The film is narrated by a disembodied voice that we later learn is that of a fictional moustachioed police detective Oscar Peluchonneau (Gael Garcia Bernal, 'No', 'The Motorcycle Diaries', 'Bad Education'), the son of a prostitute, ordered by his superiors to apprehend Neruda. As the poet moves around with the assistance of Communist friends, he leaves behind pulp detective novels for Oscar to find, a mocking trail of clues that somehow forge an unspoken bond between the hunter and the hunted.
Neruda and his artist wife Delia del Carril (Mercedes Morán) become fugitives in their own country, and most of the film has them negotiating the Chilean underground. Set three years after the end of WWII, a game of cat and mouse between hunter and hunted evolves.
Director Larraín and writer Guillermo Calderón (who also wrote 'The Club') employ a generously creative license, and play quite fast and loose with facts resulting in a rambling, complex quasi-detective story. It has walk-ons by Augusto Pinochet and Pablo Picasso, contains narration with poetic citations ("a river of buried tigers"), a vigorous orgy and runs to Edvard Grieg grinding away on the track.
At times, the film attempts to be a troubling inquiry into the personality of this esteemed poet-intellectual-communist. He is an admired spokesperson for the workers and the downtrodden, but he is also a hedonistic drunk and a spoiled womaniser; rough and gentle, strong and weak, Neruda's character and image keeps shifting, and the film never offers a solution to these complexities. In one memorable scene, a waitress asks Neruda, sitting at a club-restaurant surrounded by his intellectual friends, suffused with alcohol, whether equality means that everyone will live like he does or whether it means that he, Neruda, will settle for less. Spoiler: Neruda never settles for less. Everybody gets to eat in bed.

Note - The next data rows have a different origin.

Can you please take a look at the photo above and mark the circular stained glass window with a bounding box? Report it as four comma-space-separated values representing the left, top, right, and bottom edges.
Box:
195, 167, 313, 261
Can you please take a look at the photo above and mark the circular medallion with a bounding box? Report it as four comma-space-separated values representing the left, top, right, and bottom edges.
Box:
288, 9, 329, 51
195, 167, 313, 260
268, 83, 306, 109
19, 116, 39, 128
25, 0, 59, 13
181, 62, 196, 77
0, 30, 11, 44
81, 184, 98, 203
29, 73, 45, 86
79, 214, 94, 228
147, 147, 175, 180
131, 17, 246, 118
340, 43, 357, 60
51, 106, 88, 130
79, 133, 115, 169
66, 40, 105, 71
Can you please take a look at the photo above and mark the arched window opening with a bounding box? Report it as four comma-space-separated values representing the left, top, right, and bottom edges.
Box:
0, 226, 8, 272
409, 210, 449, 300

Ultimately, 'Neruda' sinks under the weight of its pretensions.
The film rapidly cycles through film noir-style urban settings to stunning snow-covered terrains, all accompanied by meticulously recreated period costumes, designs, motorcycles and horses. Even the style of the film has a retro look and feel, which borders on farcical at times - the shots inside a moving car against an obvious green screen are like something from a 1940s detective movie.

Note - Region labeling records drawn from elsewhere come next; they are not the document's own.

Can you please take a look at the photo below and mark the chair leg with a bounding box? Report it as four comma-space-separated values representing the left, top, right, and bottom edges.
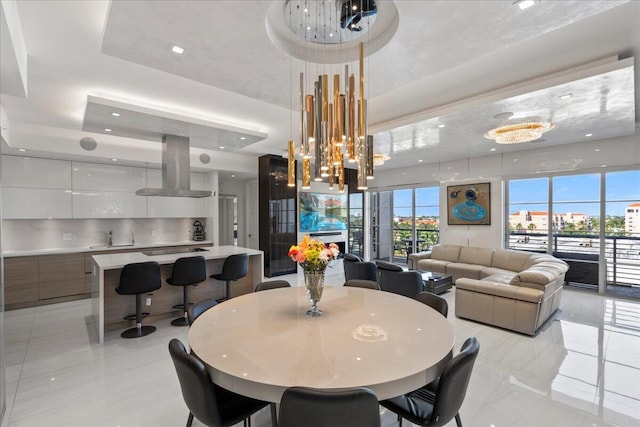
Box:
269, 403, 278, 427
456, 412, 462, 427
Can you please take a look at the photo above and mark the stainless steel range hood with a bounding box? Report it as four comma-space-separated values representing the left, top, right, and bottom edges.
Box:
136, 135, 211, 197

There are several effective elements to the film - some good performances, the striking wide angle anamorphic photography that doesn't gel the windows to stop light swamping dim interiors, the commentary on the tensions in the Latin American scene where government authority dwindles as the pursuit moves further from the centre, the examination of Party Discipline and defiance. These contribute to a number of attention-grabbing scenes, such as a montage of readings of the furtively mailed poems to cheering groups of workers and admirers, his first antagonistic wife's broadcast turning into a disaster for the state, when she praises him despite having a writ against him for thousands of dollars, or Bernal's scene with the transvestite entertainer. The ambivalence of Neruda's relationships with the people sheltering him in his concealment dominates.

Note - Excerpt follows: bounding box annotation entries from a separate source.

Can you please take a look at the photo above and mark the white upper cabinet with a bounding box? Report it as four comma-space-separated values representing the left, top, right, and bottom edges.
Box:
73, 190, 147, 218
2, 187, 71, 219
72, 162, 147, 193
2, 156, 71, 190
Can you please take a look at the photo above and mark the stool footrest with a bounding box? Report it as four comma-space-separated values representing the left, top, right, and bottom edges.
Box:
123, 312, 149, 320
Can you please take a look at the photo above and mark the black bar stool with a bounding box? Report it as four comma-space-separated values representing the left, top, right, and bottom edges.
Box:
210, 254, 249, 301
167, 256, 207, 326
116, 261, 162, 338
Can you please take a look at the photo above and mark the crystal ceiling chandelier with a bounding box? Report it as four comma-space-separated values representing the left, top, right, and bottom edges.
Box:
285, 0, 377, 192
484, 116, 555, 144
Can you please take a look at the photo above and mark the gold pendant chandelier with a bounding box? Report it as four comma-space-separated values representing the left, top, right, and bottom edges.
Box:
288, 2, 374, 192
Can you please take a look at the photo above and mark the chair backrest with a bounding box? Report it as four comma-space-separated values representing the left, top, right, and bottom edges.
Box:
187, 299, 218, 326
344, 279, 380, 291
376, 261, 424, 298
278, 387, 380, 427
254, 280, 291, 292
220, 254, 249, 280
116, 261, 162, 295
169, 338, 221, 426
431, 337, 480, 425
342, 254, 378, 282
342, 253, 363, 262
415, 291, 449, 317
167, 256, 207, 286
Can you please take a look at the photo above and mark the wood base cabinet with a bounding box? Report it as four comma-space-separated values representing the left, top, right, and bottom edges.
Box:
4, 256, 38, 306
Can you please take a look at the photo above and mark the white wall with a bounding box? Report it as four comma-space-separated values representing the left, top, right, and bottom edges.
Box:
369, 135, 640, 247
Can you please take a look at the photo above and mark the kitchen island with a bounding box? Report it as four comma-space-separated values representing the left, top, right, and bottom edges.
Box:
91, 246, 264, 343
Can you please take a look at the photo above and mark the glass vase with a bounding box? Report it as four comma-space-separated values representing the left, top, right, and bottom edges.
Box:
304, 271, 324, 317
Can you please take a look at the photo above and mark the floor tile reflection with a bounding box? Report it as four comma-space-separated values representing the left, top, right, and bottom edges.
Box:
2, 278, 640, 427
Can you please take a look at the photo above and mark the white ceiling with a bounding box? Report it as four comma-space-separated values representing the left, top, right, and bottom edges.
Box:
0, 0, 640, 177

Ultimately, 'Neruda' sinks under the weight of its pretensions. The rapid-fire editing, with monologues running through several concurrent scenes, becomes annoying. The film is an utter slog at a hundred plus minutes. The plot meanders, the pace is frustratingly low energy and the compared fates of the two lead characters doesn't carry the revelatory message that Larraín obviously wants it to. In fact, it feels like the film would have been better served following a single character, rather than splitting itself between Neruda and Peluchonneau (who may or may not be character brought to life by Neruda's own vivid imagination).
Pablo Neruda once said: "And one by one the nights between our separated cities are joined to the night that unites us." Unfortunately, Pablo Larraín's 'Neruda' is merely a scattering of well-intentioned elements that needed to be joined together for a more effortless narrative presentation.